See Baltimore, MD salary details

$23.8K

$58.1K

$134.1K

How much do medical coding associate jobs pay per year?

As of Jun 26, 2026, the average yearly pay for medical coding associate in Baltimore, MD is $58,068.00, according to ZipRecruiter salary data. Most workers in this role earn between $36,300.00 and $69,100.00 per year, depending on experience, location, and employer.

What can you do with an associate's degree in medical coding?

A Medical Coding Associate with an associate's degree can work as a medical coder, assigning standardized codes to patient diagnoses and procedures for billing and record-keeping. This role often requires familiarity with coding systems like ICD-10 and CPT, and may involve working in healthcare settings such as hospitals, clinics, or insurance companies.

What pays more, CCS or CPC?

For medical coding associates, Certified Coding Specialist (CCS) credentials generally lead to higher salaries compared to Certified Professional Coder (CPC) credentials, as CCS is often considered more advanced and is preferred for hospital coding roles.
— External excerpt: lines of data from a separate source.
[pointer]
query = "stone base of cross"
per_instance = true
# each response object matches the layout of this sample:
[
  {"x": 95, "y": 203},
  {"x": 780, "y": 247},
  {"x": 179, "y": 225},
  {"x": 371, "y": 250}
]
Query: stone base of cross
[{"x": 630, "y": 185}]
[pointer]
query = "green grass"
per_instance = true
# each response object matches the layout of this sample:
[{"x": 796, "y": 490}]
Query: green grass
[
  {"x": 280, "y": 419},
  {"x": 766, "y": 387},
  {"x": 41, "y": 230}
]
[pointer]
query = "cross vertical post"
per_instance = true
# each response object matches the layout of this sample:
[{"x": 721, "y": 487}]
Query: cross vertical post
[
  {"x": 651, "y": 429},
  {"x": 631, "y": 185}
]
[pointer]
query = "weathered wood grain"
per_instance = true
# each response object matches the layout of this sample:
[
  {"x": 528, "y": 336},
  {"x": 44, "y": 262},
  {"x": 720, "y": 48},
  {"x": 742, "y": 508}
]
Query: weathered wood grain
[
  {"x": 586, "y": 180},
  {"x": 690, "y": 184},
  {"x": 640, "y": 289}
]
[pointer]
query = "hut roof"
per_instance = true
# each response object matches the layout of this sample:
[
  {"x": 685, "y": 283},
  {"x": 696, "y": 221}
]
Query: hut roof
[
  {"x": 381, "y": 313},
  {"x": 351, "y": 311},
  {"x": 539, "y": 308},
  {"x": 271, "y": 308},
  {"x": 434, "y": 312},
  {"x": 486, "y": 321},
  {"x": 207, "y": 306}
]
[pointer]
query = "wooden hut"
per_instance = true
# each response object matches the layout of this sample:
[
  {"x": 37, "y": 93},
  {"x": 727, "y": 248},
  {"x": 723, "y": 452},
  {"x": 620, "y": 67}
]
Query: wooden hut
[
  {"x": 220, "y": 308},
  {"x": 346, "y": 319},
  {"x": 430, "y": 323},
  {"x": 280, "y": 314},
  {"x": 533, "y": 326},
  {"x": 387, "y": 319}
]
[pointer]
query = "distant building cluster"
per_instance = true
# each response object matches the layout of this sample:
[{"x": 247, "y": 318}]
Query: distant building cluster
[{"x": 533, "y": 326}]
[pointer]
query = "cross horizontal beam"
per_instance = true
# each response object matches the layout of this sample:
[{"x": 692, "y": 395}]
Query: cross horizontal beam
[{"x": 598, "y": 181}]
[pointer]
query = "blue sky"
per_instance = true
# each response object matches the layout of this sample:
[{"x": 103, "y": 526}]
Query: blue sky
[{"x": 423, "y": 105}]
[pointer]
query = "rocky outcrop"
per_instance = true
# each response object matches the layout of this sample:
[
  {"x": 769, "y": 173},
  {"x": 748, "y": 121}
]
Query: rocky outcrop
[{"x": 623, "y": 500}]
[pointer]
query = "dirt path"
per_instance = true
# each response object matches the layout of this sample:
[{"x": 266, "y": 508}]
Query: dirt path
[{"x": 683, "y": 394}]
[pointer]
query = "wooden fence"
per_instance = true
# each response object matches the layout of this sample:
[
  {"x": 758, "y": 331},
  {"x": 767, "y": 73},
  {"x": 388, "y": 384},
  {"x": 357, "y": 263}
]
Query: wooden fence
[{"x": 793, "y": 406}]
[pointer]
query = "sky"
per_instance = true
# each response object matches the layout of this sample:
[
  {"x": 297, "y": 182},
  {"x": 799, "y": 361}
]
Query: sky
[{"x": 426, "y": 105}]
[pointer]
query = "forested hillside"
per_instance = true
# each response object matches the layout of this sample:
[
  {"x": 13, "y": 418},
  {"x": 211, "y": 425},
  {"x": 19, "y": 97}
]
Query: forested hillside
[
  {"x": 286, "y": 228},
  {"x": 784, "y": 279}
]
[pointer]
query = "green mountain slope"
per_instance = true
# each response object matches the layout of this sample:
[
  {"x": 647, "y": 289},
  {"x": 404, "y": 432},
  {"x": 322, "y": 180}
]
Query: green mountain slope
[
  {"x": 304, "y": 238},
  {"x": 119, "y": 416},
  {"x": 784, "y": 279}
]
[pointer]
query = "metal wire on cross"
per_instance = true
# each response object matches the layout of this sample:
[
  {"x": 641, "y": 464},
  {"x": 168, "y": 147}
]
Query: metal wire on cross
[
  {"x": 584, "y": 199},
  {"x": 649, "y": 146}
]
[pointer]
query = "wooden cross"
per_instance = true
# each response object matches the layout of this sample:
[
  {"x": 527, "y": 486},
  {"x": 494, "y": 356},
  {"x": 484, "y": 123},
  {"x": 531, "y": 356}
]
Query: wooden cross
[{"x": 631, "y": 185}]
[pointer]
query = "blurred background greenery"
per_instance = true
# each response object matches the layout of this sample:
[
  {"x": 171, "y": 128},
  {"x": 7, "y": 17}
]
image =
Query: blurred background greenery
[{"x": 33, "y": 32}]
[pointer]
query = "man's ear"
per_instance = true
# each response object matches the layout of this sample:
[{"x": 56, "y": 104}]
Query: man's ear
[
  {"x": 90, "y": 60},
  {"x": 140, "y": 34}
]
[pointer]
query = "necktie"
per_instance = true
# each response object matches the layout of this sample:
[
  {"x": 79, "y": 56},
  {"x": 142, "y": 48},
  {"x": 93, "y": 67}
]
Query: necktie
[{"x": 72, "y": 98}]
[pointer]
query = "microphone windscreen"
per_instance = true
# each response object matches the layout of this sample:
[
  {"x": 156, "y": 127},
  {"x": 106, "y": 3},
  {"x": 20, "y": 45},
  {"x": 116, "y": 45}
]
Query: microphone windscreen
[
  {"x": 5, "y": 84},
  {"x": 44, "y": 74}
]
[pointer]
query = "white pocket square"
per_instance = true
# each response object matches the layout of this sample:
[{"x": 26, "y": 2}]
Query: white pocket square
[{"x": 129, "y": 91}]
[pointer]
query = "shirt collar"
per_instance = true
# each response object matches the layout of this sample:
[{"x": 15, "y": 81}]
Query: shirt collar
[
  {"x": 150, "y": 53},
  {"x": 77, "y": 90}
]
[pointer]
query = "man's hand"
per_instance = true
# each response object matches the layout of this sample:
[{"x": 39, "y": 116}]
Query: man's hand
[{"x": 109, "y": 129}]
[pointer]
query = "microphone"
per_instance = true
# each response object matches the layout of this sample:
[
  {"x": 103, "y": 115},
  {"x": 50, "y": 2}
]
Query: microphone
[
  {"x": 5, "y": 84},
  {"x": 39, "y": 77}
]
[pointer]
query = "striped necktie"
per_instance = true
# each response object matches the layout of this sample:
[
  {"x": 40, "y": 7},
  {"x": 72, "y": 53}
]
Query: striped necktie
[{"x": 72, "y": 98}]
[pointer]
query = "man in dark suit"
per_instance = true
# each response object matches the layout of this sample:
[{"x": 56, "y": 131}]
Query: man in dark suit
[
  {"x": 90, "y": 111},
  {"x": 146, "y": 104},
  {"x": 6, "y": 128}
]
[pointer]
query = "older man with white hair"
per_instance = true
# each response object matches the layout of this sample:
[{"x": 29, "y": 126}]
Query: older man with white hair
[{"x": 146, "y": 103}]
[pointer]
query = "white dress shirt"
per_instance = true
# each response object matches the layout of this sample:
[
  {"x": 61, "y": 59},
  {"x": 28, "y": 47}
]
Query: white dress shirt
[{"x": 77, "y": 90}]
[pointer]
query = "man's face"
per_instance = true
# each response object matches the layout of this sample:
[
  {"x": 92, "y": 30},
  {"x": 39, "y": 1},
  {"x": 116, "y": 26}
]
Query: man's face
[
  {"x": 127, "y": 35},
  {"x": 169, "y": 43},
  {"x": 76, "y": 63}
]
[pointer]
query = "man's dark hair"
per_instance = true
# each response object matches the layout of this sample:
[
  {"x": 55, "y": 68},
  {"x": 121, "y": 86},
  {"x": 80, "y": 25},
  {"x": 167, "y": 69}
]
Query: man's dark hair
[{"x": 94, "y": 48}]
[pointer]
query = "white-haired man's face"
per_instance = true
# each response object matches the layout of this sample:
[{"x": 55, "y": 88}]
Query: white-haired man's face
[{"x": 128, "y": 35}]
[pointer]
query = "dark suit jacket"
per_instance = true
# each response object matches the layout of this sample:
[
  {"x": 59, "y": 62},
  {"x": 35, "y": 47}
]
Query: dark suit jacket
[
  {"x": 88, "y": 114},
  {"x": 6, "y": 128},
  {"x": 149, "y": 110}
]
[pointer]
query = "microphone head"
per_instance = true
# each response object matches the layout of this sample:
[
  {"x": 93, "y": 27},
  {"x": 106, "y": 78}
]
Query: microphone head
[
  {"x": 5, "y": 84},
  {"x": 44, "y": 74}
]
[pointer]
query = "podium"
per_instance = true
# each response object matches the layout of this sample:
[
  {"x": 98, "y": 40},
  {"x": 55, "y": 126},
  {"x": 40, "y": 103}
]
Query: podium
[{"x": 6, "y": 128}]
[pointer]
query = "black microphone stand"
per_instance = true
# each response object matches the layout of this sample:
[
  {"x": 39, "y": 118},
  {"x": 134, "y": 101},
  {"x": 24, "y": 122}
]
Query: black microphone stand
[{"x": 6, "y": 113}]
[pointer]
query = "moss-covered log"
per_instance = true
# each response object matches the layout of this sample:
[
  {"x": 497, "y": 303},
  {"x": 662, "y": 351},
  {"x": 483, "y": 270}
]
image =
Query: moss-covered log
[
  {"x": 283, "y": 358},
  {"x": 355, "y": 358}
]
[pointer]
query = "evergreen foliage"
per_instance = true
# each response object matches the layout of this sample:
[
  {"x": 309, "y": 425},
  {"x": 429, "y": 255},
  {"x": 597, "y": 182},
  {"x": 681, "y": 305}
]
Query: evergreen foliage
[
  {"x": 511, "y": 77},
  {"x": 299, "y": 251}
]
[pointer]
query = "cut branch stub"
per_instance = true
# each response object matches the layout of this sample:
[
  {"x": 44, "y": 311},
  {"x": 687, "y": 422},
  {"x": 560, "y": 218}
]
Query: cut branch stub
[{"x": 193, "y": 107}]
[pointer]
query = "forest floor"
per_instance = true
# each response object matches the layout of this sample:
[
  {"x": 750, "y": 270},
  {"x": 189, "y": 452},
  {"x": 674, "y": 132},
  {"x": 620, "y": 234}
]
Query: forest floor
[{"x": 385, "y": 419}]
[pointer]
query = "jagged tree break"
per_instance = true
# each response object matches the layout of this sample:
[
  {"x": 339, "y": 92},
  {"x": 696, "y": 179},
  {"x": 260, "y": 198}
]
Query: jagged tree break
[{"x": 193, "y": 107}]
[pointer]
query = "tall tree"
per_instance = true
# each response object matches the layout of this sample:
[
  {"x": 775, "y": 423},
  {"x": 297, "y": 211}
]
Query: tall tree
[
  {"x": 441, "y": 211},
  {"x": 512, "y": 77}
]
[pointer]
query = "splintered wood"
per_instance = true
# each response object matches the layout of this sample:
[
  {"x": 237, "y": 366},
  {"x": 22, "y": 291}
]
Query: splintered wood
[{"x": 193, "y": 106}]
However, salaries also depend on experience, location, and employer, with CCS holders typically earning a premium in the industry.

What are the key skills and qualifications needed to thrive as a Medical Coding Associate, and why are they important?

To thrive as a Medical Coding Associate, you need a strong understanding of medical terminology, anatomy, and coding systems such as ICD-10, CPT, and HCPCS, often supported by certification like CPC or CCS. Familiarity with medical billing software, electronic health records (EHRs), and coding databases is essential for daily tasks. Attention to detail, analytical thinking, and effective written communication are vital soft skills for ensuring coding accuracy and compliance. These skills ensure proper claims processing, minimize errors, and support the financial health of healthcare organizations.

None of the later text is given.